Sul tema della digitalizzazione dell’inbound logistics si concentra il webinar "Inbound logistics e compliance: come digitalizzare la gestione delle merci in ingresso seguendo le nuove normative", promosso da NetworkDigital360 e Tesisquare e in programma online il 28 maggio 2026, dalle 12 alle 13. L’appuntamento parte da un problema concreto: la gestione tramite e-mail, fogli di calcolo e processi non strutturati espone le imprese a ritardi, errori e criticità di compliance quando fornitori, trasportatori e destinatari non sono allineati.

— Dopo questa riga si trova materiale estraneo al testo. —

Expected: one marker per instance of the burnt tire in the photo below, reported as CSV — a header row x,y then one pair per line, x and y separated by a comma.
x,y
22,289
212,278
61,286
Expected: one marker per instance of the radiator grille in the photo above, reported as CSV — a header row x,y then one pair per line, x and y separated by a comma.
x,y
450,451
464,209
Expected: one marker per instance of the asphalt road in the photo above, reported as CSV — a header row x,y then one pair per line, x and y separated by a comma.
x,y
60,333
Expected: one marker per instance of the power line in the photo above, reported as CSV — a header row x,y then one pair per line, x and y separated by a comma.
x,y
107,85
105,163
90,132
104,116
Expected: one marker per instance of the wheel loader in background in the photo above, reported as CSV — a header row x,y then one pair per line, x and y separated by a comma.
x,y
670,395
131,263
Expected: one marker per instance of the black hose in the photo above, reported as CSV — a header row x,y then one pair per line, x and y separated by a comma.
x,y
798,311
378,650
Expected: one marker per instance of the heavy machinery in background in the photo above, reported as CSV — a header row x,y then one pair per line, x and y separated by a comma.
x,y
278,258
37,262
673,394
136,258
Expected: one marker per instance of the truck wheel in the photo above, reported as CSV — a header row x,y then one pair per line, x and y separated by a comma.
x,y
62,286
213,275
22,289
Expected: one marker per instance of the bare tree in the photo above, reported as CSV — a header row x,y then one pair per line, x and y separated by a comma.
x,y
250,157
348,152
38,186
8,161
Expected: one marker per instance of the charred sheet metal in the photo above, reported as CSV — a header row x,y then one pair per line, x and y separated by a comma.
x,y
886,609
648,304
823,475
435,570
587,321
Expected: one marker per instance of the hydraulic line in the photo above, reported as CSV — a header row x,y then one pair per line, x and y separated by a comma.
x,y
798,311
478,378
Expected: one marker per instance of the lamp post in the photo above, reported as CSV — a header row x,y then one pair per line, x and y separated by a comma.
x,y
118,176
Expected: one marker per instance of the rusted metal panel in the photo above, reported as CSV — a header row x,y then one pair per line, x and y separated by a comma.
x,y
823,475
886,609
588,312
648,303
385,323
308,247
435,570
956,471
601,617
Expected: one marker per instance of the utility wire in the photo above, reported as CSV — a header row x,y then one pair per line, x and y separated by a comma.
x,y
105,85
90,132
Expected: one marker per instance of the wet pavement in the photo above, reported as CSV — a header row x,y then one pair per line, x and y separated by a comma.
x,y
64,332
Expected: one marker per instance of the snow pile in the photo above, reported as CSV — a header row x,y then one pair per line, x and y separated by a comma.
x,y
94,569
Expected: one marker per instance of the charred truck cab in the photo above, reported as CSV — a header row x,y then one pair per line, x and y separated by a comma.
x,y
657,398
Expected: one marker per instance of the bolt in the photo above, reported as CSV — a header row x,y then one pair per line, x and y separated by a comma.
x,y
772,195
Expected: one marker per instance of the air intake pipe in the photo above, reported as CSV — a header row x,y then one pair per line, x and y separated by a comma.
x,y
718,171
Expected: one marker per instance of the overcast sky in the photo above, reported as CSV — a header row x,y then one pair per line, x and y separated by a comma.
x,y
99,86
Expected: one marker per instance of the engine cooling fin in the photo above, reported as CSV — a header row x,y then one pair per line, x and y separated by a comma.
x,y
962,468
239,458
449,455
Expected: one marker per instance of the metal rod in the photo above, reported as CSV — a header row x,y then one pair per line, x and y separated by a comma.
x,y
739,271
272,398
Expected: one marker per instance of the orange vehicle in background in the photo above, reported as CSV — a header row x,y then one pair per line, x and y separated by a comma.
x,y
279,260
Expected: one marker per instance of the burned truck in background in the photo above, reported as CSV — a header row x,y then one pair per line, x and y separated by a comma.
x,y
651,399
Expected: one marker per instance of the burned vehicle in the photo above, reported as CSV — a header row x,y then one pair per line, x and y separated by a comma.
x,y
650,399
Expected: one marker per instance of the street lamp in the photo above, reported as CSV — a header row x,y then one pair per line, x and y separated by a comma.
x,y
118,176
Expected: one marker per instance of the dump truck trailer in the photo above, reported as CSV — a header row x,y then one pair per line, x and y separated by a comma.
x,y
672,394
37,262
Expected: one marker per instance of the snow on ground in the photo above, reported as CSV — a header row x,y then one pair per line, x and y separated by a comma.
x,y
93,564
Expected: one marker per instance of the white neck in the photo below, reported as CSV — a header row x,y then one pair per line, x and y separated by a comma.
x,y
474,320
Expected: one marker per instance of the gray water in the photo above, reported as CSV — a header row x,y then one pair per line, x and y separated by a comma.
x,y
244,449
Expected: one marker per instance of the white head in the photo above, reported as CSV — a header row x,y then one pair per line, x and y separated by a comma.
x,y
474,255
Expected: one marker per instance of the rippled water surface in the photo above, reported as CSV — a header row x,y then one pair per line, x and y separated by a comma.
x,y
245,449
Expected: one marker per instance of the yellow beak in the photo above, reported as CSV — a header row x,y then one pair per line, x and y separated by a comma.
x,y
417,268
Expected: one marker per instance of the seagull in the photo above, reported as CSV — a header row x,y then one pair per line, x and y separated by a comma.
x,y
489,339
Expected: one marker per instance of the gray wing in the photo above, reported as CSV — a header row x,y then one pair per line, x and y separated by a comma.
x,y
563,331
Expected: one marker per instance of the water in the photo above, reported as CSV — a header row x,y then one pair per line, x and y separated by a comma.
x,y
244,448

Modelli per un futuro più smart
Nel corso dell’incontro verranno analizzati i cambiamenti richiesti dal nuovo contesto normativo e, attraverso casi d’uso della soluzione Tesisquare TC1, saranno mostrati modelli per semplificare il dialogo tra gli attori della filiera, garantire tracciabilità e conformità, ridurre attività manuali e tenere sotto controllo flussi, documenti e responsabilità.

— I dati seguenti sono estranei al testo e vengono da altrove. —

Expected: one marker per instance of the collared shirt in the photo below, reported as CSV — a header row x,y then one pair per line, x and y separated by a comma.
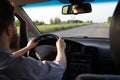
x,y
27,68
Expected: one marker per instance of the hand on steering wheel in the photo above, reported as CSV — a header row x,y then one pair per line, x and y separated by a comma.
x,y
32,52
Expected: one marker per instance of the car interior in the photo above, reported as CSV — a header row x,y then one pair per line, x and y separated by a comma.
x,y
85,55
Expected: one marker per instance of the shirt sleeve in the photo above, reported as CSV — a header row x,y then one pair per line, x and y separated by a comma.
x,y
46,70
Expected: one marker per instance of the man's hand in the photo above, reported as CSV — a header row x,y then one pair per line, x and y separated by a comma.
x,y
60,44
31,44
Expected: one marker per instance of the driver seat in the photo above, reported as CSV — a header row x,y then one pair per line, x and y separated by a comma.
x,y
115,48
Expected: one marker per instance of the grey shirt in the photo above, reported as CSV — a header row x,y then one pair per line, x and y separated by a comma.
x,y
27,68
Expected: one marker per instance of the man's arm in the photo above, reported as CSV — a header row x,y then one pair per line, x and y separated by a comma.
x,y
61,45
22,51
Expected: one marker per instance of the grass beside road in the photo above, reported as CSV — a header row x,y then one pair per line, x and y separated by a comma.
x,y
58,27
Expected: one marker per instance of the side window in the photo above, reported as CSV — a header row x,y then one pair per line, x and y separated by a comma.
x,y
15,44
17,21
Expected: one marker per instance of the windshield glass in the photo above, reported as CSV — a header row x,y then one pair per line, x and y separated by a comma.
x,y
48,18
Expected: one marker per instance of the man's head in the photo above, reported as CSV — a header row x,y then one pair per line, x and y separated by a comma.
x,y
7,24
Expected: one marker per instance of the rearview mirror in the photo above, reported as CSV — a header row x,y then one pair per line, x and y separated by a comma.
x,y
77,8
74,1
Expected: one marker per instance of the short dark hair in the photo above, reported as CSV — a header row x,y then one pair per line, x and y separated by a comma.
x,y
6,14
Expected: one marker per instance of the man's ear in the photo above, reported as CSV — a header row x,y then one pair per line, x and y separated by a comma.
x,y
9,30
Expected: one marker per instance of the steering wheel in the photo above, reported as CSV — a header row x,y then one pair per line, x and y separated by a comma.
x,y
36,52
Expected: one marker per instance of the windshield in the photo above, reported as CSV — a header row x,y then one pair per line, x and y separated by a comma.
x,y
48,18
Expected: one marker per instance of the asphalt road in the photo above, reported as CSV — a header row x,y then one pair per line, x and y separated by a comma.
x,y
94,30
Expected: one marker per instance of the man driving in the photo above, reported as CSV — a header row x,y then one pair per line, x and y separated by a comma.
x,y
25,68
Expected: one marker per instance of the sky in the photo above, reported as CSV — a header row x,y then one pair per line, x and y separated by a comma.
x,y
100,13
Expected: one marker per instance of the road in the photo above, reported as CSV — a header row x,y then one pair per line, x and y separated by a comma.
x,y
94,30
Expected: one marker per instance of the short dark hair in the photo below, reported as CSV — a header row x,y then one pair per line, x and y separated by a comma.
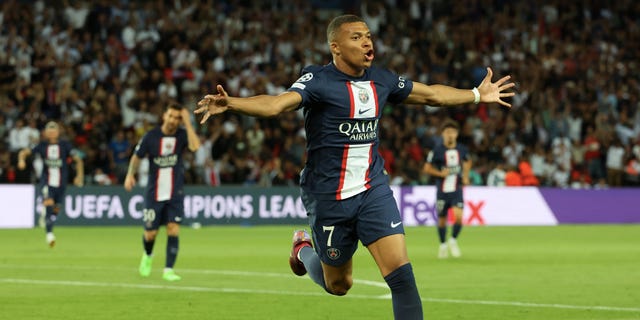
x,y
449,123
337,22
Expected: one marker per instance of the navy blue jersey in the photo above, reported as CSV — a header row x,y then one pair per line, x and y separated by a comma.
x,y
166,171
55,158
441,157
341,121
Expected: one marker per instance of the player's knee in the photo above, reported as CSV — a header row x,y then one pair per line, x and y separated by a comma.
x,y
339,287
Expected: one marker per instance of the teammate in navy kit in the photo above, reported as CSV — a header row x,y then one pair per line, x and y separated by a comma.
x,y
55,154
344,187
450,164
164,195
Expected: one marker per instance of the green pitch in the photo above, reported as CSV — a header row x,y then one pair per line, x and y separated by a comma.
x,y
567,272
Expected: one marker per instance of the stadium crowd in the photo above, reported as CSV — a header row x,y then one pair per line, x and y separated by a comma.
x,y
105,70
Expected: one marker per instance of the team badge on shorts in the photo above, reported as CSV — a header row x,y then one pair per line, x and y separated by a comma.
x,y
333,253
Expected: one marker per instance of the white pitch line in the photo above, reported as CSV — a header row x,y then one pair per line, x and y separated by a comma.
x,y
168,287
378,284
298,293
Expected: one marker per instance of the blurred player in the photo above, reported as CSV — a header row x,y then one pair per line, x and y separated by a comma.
x,y
450,164
55,173
344,187
164,197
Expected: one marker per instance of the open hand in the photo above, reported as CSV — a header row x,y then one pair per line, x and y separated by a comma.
x,y
494,91
213,104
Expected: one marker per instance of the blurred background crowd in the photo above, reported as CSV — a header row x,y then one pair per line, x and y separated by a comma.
x,y
106,69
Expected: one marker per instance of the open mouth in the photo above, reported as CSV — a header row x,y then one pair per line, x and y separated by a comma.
x,y
369,55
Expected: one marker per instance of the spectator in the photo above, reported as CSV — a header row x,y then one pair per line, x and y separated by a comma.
x,y
497,176
615,163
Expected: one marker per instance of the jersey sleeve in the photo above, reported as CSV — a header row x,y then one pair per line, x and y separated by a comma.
x,y
465,153
399,86
430,157
307,85
38,149
184,138
142,148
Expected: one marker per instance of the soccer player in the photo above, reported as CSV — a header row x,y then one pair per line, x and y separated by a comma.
x,y
344,187
55,173
450,164
164,197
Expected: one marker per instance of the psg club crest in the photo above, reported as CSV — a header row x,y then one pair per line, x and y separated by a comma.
x,y
363,95
333,253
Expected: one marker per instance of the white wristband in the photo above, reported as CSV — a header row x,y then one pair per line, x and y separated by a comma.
x,y
476,95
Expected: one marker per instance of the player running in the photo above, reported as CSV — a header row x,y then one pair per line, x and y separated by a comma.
x,y
450,164
164,195
55,173
344,187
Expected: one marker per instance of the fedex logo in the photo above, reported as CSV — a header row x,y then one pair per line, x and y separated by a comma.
x,y
418,207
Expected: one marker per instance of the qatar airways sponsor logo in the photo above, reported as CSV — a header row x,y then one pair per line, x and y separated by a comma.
x,y
359,130
166,161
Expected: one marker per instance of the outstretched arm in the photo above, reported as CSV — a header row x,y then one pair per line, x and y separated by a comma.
x,y
429,169
22,156
130,179
441,95
79,179
192,138
257,106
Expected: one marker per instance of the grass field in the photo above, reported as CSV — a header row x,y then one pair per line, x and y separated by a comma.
x,y
567,272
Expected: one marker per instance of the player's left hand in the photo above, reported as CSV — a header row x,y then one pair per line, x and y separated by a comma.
x,y
186,117
494,91
213,104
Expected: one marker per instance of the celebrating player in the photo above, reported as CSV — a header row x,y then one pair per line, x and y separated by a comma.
x,y
164,197
344,187
450,164
55,173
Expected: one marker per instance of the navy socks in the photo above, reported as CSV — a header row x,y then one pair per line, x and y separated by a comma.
x,y
404,294
311,262
172,251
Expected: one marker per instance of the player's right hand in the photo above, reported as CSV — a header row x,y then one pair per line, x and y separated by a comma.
x,y
213,104
129,182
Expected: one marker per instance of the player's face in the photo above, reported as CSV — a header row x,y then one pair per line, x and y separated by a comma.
x,y
172,118
52,134
353,48
449,137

Il messaggio di fondo è che l'inbound logistics non può più essere trattata come un insieme di scambi operativi isolati, ma deve diventare un processo governato, misurabile e condiviso. Per le aziende, anche di dimensioni medie o con strutture logistiche non complesse, la sfida è adottare strumenti che non aggiungano burocrazia, ma trasformino la compliance in un fattore di efficienza, continuità e capacità di crescita.
Un settore in evoluzione
Il settore logistico vive quindi un momento di importante trasformazione, supportato da tecnologie emergenti, nuove regolamentazioni e un sempre maggiore richiamo al fattore umano nelle decisioni operative. In questo contesto, l'adozione di strumenti digitali come la gestione automatizzata dei flussi documentali, i sistemi di monitoraggio in tempo reale e l’Intelligenza Artificiale diventa fondamentale per mantenere la competitività e la tracciabilità.

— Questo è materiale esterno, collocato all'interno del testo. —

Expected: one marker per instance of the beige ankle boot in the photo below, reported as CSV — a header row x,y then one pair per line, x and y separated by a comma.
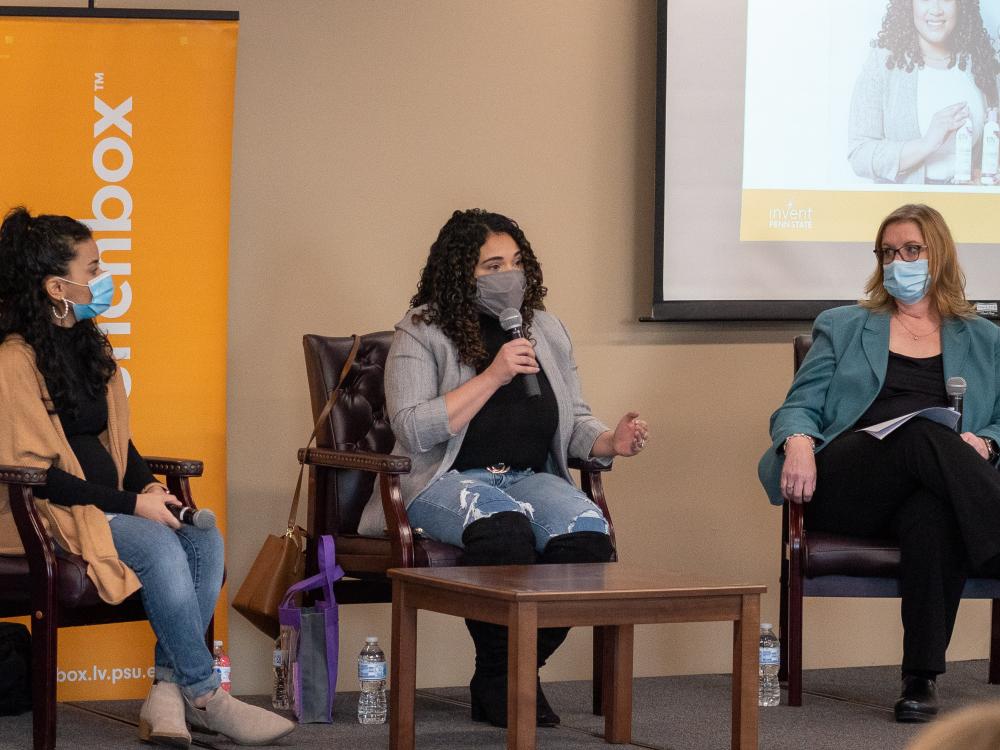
x,y
161,719
242,723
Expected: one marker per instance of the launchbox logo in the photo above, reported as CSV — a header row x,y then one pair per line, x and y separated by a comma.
x,y
112,210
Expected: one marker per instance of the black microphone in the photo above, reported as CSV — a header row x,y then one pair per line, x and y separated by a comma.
x,y
202,519
510,321
955,388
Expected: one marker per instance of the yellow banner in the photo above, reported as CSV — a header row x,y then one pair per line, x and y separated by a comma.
x,y
843,216
126,124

Per rimanere al passo con il mercato, aziende, fornitori, e operatori logistici dovranno iniziare un percorso di digitalizzazione non per forza costoso, ma focalizzato su soluzioni modulari che si adattano a ogni struttura e settore industriale. Solo così sarà possibile governare la complessità crescente della supply chain e garantire una gestione delle merci in ingresso realmente efficace dal punto di vista operativo, legale e strategico.